Strijd tegen genitale verminking aanzienlijk opgevoerd
Wetsvoorstel Els Van Hoof gestemd in commissie Volksgezondheid

België kampt met een stijgende problematiek van genitale verminking bij meisjes en vrouwen. In ons land wonen 17.273 vrouwen en meisjes die waarschijnlijk besneden zijn en nog eens 8.644 die dat risico lopen. Om een halt te roepen aan deze barbaarse praktijken, stemde de commissie Volksgezondheid zonet het wetsvoorstel van CD&V-Kamerlid Els Van Hoof. De strijd tegen genitale verminking wordt op twee fronten aangepakt. “Allereerst breiden we het spreekrecht van zorgverstrekkers en medici uit zodat ze gevallen van genitale verminking altijd kunnen melden. Ze kunnen dus hun beroepsgeheim doorbreken. Verder komt er ook een verplichte registratie in het medisch dossier van de patiënt. Dit is een enorme sprong voorwaarts om potentiële slachtoffers beter te beschermen.”, aldus Van Hoof.
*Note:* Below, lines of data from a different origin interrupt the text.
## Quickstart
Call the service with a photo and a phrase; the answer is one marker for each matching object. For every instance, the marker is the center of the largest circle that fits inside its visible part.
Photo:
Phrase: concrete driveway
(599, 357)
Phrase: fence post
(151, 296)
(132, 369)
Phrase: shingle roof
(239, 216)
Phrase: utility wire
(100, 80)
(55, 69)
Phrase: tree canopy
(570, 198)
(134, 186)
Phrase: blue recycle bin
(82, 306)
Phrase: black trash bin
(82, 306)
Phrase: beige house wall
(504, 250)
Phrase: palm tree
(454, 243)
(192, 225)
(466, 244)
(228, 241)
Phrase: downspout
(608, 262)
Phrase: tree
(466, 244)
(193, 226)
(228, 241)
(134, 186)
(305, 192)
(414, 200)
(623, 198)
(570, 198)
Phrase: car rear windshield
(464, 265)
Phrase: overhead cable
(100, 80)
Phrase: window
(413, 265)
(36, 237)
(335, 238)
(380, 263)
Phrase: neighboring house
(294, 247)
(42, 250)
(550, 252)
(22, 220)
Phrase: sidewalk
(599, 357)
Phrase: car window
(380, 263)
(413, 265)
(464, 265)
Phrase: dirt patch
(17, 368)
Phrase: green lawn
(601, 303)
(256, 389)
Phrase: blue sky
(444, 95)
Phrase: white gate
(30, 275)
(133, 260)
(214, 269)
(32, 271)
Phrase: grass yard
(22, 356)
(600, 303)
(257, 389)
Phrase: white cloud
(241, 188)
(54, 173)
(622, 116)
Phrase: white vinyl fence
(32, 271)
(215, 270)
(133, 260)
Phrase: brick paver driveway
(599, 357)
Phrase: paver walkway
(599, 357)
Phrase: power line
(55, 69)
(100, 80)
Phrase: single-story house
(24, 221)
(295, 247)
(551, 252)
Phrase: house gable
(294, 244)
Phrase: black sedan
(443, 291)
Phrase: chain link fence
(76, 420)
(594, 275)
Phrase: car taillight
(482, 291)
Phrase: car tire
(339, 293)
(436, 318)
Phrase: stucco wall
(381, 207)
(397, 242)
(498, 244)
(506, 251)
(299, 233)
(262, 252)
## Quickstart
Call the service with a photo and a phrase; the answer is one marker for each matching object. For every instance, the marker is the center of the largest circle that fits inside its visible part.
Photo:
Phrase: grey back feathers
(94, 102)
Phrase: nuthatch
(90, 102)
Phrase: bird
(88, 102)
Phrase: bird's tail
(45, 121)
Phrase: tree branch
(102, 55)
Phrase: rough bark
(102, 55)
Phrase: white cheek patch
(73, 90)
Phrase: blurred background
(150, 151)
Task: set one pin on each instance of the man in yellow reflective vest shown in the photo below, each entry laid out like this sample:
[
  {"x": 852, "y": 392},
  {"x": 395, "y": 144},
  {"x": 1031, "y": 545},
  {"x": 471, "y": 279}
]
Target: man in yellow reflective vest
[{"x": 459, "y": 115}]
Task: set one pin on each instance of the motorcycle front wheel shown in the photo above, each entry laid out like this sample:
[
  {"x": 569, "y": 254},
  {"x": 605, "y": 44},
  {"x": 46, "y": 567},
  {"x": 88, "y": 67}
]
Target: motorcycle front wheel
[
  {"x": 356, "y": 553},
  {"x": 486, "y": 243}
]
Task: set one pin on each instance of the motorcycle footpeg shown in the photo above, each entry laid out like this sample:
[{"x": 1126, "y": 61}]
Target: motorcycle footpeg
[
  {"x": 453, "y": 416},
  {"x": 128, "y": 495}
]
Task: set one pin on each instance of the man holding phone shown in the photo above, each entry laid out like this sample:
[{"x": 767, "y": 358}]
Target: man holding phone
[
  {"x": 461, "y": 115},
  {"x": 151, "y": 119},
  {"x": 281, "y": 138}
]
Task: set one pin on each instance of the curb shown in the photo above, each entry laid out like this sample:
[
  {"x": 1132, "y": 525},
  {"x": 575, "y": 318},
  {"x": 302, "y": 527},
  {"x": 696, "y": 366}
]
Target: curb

In België worden bepalingen rond het beroepsgeheim geregeld via artikel 458bis van de Belgische strafwet. Beroepsbeoefenaars die weet hebben van misdrijven zoals genitale verminking ten aanzien van minderjarigen of op een persoon in een kwetsbare positie, kunnen hun beroepsgeheim doorbreken. “De huidige regelgeving omtrent het spreekrecht van medici en zorgverstrekkers wordt uitgebreid zodat ze gevallen van genitale verminking altijd kunnen melden. Zorgverleners en medici zullen dus de mogelijkheid krijgen om hun beroepsgeheim te verbreken in alle gevallen van VGV, ongeacht de leeftijd op positie van het slachtoffer.”, legt Van Hoof uit. Het gaat om een spreekrecht en dus niet om een spreekplicht. Het beroepsgeheim blijft dus overeind voor zorgverstrekkers die dat wensen. Maar een zorgverstrekker mag voortaan aan de alarmbel trekken en melden aan de procureur des Konings dat hij ervan overtuigd is dat ofwel een minderjarige of een volwassen vrouw ernstig risico loopt op vrouwelijke genitale verminking. Hierop kan dan een strafonderzoek worden geopend en kunnen er maatregelen genomen worden om het mogelijke slachtoffer te beschermen. Van Hoof licht verder toe: “Het gebeurt echter dat vrouwen vragen om na hun bevalling soms opnieuw worden dichtgenaaid, de zogenaamde herinfibulatie. Het moet voor iedereen duidelijk zijn dat dergelijke handelingen – ongeacht leeftijd en frequentie dat ze worden uitgevoerd – nooit getolereerd mogen worden.”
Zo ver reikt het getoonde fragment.